As a volunteer now and then I get to see something, or learn something or find something that is just so cool there are no good words to describe the experience.
OK, let's face it, many of my volunteer hours are tedious, filled with an overwhelming amount of facts, dates, names, places, columns, lots and lots of columns, filled with those names, dates, places, I tromp around cemeteries in the sun and heat and deal with bugs and critters and headstones that cannot be read due to age. I tromp around the courthouse pulling those big ole heavy dirty books down from shelves wayyyyyy up there to find a deed or a marriage or death or something to help other researchers that live far far away. Sometimes I read old newspapers with old microfilm readers that have scratched lenses and glass and dim illumination and faded newspapers; never mind that those newspapers never printed the obituaries in the same place from day to day. I feel good some days to find a 4 sentence mention of someone's ancestor's passing after 3 hours of reading small faded print.

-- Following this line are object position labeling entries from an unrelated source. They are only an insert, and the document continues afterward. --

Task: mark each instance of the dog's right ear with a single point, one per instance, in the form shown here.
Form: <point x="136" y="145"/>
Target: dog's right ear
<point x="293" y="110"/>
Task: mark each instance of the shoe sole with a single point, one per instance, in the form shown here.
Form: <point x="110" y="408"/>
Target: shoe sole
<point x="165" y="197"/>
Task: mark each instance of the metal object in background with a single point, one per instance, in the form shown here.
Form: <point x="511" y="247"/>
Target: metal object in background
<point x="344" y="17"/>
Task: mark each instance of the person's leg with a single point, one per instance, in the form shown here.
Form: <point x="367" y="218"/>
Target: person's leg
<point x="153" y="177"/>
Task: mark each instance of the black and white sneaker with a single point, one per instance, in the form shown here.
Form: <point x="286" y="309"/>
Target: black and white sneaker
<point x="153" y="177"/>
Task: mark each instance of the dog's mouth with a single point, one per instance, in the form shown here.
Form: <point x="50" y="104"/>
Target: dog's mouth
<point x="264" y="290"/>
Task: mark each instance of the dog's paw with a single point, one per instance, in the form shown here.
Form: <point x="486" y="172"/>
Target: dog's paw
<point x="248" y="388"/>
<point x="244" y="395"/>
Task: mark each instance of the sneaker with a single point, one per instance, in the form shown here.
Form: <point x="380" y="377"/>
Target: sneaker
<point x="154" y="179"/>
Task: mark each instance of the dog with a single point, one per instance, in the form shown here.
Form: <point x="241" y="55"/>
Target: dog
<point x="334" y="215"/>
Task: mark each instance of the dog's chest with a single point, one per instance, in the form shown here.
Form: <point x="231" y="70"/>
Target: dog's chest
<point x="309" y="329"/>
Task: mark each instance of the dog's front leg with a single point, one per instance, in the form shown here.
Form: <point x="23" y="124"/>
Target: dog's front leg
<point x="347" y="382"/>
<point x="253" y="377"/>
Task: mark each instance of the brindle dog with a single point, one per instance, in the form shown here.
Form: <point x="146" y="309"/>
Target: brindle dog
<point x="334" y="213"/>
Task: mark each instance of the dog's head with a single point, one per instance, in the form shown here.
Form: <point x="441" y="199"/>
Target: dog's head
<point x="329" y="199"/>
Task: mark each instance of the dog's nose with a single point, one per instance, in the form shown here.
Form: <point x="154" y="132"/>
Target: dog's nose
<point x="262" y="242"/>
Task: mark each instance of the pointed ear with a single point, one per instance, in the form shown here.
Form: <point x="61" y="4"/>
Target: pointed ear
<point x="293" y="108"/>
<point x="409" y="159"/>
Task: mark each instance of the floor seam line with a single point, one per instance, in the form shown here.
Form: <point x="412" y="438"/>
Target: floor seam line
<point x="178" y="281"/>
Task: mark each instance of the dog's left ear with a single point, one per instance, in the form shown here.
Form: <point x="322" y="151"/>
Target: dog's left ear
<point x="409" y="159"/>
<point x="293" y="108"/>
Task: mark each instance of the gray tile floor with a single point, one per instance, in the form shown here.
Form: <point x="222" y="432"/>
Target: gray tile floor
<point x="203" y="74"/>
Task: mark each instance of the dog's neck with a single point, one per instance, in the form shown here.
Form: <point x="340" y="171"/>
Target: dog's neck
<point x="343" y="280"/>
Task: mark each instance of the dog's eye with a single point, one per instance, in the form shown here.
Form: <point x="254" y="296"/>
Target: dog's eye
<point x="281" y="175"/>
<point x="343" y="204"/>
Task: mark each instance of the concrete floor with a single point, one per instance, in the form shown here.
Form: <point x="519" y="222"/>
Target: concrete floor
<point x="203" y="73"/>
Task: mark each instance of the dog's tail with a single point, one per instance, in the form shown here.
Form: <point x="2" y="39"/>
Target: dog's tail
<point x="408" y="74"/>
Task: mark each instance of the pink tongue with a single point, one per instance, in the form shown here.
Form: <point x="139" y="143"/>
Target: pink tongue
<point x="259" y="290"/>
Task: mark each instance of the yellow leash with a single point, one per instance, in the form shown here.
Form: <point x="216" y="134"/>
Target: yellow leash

Then, there are days when I get to re-discover a long forgotten cemetery. No kidding, let me tell you, that is a hoot! And, here it is:
Luther Cemetery, Rome Township, Lenawee County, Michigan
Researchers in Lenawee County are blessed with a number of histories that chat about our county, townships, towns, cities, little burgs. We have several active historical societies and several fine library collections of all these wonderful resources. I have been collecting copies of as many of those books and papers and articles as I can get my hands on, I have a nice collection. One work (which I do NOT have a copy of but have good access to in one of the local libraries) is the Adrian (Lenawee County) DAR 5 volume set of cemetery books titled, "Gravestones of Lenawee County". This 5 volume set was published in the 1930s and 1940s. It covered about 112 cemeteries in Lenawee County, some of which were already little more than a burial site long since moved or abandoned. The "Gravestones of Lenawee County" is the back bone and basis of our current "Burial Records of Lenawee County" series we have been working on for well over 15 years. In the last 12 years we have published 8 books of burials. We have many more that need to be done.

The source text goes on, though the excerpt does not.